# Beamerbild auf Notebookdisplay

## solos

Hallo Forum,

ich habe mal wieder ein Problem und das schon ziemlich lange. Ich habe es bisher noch nie geschafft einen Beamer erfolgreich an mein Notebook anzuschließen.

Wenn ich einen Beamer an den VGA-Ausgang anschließe, erkennt dies Xorg auch und pasts das Bild dementsprechend an, allerdings nur auf meinem Notebookdisplay. Wenn ich die Displays identifizieren lasse erscheint eine 1 auf dem Notebookdisplay was auch das Notebookdisplay sein soll, allerdings erscheint die 2 für das Beamerbild ebenfalls auf dem Notebookdisplay. Er gibt also das Beamerbild ebenfalls nur auf dem Notebookdisplay aus, der Beamer zeigt nichts an.
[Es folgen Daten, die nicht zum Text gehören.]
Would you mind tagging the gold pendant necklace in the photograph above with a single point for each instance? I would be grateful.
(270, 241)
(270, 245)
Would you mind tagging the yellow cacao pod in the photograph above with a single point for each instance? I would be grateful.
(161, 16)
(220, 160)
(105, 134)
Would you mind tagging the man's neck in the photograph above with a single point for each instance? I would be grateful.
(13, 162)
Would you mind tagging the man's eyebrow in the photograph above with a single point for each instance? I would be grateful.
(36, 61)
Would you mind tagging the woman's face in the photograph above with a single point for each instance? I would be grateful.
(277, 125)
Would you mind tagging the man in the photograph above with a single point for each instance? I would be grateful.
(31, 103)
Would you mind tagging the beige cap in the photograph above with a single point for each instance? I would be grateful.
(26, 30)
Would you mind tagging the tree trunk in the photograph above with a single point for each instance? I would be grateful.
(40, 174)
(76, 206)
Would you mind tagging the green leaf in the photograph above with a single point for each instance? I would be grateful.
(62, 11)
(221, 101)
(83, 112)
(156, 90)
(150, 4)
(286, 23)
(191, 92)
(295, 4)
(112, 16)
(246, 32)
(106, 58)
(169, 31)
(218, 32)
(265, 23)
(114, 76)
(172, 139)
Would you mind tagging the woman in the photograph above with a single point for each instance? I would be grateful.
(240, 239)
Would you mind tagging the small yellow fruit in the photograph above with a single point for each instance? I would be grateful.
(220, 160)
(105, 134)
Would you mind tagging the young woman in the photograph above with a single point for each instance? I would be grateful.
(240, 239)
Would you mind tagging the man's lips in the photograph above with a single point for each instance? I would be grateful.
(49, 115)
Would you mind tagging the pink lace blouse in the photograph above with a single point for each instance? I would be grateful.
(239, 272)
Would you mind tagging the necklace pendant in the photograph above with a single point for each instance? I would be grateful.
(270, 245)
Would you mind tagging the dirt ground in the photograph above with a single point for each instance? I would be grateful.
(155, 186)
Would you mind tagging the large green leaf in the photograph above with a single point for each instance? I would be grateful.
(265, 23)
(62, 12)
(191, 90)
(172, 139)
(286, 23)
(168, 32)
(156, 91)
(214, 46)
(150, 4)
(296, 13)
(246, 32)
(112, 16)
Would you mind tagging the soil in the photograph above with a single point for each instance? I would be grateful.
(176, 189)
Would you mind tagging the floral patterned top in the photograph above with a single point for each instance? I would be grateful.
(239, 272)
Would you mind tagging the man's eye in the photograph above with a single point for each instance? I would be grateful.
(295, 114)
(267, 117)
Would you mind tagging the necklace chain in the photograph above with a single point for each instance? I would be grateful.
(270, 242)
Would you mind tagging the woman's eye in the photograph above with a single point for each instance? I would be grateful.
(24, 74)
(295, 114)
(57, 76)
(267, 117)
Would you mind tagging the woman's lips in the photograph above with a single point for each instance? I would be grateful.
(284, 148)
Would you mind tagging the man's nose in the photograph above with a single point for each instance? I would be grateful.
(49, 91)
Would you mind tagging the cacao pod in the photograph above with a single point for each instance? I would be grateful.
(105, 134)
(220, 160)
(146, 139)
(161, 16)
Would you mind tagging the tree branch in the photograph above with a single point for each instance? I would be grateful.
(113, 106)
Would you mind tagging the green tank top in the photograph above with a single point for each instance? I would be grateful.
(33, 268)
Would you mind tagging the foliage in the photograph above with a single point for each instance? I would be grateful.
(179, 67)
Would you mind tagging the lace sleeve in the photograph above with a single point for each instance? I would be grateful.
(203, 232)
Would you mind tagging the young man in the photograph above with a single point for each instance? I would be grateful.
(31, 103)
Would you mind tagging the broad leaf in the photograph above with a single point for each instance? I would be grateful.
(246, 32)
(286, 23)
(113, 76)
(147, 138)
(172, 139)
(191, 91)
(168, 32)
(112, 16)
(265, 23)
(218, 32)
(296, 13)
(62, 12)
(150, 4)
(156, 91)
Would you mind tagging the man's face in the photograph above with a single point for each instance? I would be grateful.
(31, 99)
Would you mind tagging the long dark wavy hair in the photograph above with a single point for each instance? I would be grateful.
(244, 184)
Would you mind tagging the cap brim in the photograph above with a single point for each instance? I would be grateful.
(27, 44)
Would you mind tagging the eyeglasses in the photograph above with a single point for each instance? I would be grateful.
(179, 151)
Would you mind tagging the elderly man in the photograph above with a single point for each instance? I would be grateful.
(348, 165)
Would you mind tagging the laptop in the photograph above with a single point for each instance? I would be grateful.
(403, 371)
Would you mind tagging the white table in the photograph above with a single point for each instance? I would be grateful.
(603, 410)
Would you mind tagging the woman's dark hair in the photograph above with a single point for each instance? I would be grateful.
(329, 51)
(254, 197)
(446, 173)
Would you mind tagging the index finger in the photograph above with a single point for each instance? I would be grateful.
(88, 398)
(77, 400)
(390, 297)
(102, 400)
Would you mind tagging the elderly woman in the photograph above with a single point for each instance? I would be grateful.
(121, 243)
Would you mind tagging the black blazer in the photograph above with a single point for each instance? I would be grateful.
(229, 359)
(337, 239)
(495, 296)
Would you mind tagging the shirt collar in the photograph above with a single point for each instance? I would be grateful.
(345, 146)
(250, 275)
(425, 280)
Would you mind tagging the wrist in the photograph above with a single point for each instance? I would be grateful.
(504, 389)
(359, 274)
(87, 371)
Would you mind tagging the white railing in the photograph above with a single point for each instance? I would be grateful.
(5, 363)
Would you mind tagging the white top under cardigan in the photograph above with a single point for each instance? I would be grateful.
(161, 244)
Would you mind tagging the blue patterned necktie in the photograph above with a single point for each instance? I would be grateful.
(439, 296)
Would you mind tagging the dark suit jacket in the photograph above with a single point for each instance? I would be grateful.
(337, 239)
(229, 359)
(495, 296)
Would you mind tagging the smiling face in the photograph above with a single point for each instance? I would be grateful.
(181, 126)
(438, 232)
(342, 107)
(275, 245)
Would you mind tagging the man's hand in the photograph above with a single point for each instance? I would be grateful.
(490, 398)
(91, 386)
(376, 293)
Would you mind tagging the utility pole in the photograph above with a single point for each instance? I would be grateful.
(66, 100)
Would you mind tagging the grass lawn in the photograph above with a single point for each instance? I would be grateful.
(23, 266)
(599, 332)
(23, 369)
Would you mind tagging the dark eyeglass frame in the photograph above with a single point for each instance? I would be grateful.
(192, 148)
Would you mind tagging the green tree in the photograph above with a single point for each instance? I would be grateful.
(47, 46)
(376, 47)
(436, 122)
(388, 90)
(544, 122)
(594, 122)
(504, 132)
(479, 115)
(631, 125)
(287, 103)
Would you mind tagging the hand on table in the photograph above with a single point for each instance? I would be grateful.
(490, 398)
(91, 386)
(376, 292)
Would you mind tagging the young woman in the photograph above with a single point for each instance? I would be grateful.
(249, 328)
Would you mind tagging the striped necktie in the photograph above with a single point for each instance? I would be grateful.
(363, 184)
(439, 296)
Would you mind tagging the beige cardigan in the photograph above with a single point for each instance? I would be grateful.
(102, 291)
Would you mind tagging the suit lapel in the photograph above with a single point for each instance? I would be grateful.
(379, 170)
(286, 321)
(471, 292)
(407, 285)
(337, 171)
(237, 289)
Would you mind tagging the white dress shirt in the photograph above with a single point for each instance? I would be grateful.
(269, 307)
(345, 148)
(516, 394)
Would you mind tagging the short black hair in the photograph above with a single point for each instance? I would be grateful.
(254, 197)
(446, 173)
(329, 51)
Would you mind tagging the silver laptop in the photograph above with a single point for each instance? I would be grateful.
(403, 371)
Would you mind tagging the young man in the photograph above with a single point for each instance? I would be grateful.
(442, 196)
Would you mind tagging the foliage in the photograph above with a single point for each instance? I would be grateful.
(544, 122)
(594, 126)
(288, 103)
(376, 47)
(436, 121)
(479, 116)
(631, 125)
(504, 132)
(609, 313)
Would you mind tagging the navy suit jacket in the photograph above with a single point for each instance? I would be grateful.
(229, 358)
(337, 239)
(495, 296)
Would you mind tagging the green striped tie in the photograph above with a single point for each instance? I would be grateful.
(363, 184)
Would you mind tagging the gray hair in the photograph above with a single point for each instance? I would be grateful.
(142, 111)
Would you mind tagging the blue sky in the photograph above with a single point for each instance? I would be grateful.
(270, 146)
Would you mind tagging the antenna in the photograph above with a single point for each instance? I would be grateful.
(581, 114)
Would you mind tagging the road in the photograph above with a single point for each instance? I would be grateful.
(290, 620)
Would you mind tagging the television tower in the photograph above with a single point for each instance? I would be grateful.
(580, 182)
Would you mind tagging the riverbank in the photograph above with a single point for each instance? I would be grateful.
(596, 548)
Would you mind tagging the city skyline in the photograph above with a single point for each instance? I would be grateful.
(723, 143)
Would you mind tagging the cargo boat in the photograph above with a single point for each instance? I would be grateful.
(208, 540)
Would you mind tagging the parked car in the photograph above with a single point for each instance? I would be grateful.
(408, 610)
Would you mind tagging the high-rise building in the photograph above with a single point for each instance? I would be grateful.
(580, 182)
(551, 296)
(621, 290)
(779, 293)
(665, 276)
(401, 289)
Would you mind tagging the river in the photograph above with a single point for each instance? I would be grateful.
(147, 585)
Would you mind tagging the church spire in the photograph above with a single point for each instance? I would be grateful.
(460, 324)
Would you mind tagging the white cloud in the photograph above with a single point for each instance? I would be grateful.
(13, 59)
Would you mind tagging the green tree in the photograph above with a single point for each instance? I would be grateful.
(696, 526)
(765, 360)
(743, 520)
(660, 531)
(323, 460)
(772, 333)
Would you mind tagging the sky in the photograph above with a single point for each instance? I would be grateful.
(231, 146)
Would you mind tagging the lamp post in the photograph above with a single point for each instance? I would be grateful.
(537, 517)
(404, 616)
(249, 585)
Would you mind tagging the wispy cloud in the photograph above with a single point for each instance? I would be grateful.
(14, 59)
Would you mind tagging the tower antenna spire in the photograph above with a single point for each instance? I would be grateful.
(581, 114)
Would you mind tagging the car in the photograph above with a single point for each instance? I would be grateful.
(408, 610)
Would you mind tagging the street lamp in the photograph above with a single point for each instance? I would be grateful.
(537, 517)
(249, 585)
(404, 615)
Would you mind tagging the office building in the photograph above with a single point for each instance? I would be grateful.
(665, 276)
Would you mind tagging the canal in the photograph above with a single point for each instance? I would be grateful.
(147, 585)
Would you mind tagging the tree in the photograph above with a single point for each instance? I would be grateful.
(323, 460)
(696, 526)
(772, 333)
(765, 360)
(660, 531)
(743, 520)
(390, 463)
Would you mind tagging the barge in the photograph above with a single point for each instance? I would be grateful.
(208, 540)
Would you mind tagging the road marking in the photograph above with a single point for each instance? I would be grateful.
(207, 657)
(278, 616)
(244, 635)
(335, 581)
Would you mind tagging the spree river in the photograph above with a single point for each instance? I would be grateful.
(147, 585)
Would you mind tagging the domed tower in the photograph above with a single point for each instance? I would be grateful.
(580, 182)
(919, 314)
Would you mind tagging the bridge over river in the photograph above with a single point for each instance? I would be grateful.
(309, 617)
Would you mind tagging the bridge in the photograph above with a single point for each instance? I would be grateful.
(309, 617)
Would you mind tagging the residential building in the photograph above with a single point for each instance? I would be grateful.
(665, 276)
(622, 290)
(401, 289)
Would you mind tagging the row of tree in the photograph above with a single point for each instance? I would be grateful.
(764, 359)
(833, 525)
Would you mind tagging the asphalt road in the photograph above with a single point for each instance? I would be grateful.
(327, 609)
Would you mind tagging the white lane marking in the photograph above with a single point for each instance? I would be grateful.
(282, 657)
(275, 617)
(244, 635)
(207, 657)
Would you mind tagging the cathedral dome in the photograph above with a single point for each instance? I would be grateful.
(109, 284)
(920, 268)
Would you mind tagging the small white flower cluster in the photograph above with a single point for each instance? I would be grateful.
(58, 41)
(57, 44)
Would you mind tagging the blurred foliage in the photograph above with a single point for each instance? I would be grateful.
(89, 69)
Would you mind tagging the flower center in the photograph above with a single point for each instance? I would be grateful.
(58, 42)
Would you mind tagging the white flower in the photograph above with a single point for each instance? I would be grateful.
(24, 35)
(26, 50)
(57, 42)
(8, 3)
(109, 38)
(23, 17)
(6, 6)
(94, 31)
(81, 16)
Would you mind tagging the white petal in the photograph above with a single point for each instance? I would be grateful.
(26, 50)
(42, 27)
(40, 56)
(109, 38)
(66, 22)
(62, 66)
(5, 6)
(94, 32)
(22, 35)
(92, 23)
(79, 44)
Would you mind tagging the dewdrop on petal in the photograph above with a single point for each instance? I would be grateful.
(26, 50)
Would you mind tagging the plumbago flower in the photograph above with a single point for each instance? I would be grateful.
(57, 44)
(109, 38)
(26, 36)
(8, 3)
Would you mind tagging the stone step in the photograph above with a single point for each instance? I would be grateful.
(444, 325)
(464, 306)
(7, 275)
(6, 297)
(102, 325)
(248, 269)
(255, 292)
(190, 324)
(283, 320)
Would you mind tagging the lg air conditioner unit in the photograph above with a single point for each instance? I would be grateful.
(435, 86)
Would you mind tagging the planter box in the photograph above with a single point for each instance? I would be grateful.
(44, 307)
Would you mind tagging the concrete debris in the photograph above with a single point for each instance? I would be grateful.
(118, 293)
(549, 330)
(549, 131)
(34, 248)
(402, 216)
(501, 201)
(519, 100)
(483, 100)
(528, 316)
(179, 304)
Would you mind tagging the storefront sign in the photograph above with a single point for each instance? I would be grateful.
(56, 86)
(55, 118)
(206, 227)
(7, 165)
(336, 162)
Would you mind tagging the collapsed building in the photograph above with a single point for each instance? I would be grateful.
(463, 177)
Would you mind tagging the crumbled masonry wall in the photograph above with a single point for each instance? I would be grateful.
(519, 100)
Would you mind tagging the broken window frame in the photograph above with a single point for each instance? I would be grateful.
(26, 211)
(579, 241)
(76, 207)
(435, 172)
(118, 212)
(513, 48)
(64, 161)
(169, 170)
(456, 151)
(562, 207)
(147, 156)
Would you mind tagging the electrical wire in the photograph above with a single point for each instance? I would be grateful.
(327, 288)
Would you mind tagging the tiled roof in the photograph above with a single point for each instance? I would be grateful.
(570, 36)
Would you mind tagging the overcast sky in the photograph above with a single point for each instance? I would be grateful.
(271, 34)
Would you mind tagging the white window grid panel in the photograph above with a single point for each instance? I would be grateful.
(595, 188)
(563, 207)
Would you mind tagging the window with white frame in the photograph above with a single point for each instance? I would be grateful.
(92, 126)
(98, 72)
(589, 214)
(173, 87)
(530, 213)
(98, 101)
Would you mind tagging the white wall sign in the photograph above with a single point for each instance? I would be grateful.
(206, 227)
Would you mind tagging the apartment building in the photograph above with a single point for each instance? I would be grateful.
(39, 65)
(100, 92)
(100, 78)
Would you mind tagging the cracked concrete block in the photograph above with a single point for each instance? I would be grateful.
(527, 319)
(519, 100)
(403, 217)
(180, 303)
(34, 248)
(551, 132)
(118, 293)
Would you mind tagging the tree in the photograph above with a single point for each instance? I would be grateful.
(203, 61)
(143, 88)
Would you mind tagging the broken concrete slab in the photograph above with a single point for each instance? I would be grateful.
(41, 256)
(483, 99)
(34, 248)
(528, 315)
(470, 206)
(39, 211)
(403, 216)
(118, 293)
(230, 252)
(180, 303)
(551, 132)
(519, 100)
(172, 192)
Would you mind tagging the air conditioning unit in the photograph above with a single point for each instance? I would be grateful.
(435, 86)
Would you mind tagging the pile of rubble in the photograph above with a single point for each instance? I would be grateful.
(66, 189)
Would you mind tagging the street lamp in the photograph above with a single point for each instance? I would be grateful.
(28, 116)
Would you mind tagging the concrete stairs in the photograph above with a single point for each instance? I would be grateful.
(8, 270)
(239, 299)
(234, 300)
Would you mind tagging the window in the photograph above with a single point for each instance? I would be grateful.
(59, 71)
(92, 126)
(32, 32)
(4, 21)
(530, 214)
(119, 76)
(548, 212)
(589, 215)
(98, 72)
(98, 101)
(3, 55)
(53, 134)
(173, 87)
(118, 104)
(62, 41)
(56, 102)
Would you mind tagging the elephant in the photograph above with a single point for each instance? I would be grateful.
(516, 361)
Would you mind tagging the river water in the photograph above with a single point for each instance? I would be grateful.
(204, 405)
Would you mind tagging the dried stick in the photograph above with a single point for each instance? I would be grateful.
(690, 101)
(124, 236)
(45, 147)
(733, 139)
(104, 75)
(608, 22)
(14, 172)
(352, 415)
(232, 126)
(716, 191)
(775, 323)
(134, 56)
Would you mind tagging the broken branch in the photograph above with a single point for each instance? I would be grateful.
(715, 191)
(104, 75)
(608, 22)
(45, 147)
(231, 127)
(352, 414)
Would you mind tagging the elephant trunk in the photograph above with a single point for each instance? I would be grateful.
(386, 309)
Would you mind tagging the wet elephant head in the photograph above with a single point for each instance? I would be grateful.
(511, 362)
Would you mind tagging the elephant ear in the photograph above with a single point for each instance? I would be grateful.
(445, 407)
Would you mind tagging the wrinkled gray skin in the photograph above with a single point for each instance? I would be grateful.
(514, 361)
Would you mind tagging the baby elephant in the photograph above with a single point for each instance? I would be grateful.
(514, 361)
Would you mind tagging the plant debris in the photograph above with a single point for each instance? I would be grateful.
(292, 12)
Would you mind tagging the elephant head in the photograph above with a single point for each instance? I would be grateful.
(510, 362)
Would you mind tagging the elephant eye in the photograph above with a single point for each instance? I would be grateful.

Da ich wegen einem BIOS-Update Windows installieren musste habe ich das dort auch getestet, leider mit dem selben Ergebnis. Mir scheints fast so als wäre meine Grafikkarte defekt? Kennt jemand das Problem oder kann mir sagen was ich noch versuchen könnte? Ich bin mittlerweile ratlos.

die xorg.conf ist fast leer, die ganzen Displayoptionen macht Hal.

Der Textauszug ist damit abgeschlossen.